I now suspect that my husband, a feisty Scot, is actually getting better at this calm parenting stuff than I am.
He seems to instinctively know when I'm ready to scream into a pillow, and will step in and take control (maybe it's because I'm screaming into a pillow). And the frequent toddling intrusions into his home office and working day are (almost) always met with a smile.
My husband rules the toddler's bedtime routine. Whenever I take over I inevitably balls it up, so that when he returns the toddler will be demanding more milk/extra stories/back massages/cherubs playing harp music etc.
The other day I opened a book to read with my daughter on a rainy afternoon and she already knew the words off by heart. I remember my father reading to me when I was young, and I love the thought that the toddler will have the same memories.
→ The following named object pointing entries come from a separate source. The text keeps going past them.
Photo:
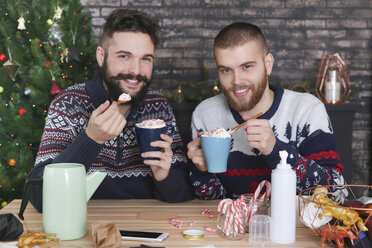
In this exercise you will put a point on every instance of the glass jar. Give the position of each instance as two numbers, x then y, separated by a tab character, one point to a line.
259	206
225	226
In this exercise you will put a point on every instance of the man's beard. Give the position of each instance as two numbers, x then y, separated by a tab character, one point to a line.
114	89
242	105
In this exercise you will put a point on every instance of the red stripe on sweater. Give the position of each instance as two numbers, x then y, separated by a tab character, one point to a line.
323	154
249	172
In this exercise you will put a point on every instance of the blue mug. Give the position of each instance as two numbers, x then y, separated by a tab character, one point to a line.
147	135
216	152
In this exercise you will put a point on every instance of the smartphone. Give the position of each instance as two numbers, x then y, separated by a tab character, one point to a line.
143	235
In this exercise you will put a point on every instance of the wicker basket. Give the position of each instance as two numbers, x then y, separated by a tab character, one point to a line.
331	212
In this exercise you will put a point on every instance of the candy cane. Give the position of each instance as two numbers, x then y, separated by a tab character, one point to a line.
255	196
176	222
207	210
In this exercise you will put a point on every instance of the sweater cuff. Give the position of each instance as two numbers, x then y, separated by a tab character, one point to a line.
273	159
82	150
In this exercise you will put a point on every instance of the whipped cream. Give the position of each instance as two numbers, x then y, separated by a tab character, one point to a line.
153	123
218	133
124	97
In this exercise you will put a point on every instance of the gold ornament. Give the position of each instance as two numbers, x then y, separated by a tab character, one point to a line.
21	23
58	13
12	68
179	95
64	55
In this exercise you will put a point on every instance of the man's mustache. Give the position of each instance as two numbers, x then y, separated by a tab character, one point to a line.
122	76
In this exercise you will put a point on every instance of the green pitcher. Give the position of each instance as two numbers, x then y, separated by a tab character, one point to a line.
66	190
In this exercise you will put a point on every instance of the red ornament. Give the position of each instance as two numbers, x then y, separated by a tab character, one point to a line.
55	88
21	111
12	162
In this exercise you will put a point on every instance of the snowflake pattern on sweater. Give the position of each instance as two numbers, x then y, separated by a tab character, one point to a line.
65	140
301	126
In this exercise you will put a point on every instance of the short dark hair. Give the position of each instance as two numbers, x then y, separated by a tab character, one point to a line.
129	20
237	34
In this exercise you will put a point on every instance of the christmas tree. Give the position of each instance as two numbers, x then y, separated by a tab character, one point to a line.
45	46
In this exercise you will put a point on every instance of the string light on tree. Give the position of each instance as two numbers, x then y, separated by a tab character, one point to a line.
21	111
12	162
21	23
179	95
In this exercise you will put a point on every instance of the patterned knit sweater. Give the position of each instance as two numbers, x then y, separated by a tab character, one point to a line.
302	128
65	140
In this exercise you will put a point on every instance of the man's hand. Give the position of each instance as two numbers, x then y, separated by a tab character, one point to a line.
105	123
195	153
260	135
160	168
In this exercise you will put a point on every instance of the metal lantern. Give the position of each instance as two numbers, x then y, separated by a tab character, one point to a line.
333	81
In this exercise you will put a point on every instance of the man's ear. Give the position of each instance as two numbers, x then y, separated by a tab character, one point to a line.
269	63
100	55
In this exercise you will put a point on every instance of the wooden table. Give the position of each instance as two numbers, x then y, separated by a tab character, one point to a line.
154	215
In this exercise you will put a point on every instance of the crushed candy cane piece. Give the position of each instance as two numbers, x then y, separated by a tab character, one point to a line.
210	229
176	222
207	210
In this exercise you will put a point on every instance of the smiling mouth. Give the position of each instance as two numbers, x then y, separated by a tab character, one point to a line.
132	82
241	92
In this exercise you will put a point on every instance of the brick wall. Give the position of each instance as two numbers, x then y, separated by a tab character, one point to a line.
298	32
I realised that the time and focus that my husband gives our daughter at bedtime is something very special.
When I'm struggling to raise the remote control at the end of a long day, he always seems to find the energy for one more tussle with the toddler, or to hang out the washing that I've forgotten about.
And all this with the extra sleep requirement that a Y chromosome generates (I believe that's scientific fact?).
Shortly after our first child was born my husband introduced me to a mantra from his army days:
'My rifle, my kit, myself.'
"She's the rifle," he explained, as we began to get to grips with this tiny person and her massive amount of kit.
His priorities shifted immediately, and he continues to be last on his list: a knight in shining wet wipes charging around after these small people.
Later that day, my husband passes by, looking suspicious as I gaze at him adoringly. He jangles his keys as he heads out the door. I notice he has no key ring, and wonder if it's too late to get a personalised one delivered.
Note to husband: if you attempt to give me 'the gift of empathy' for my birthday, I will be filing for divorce.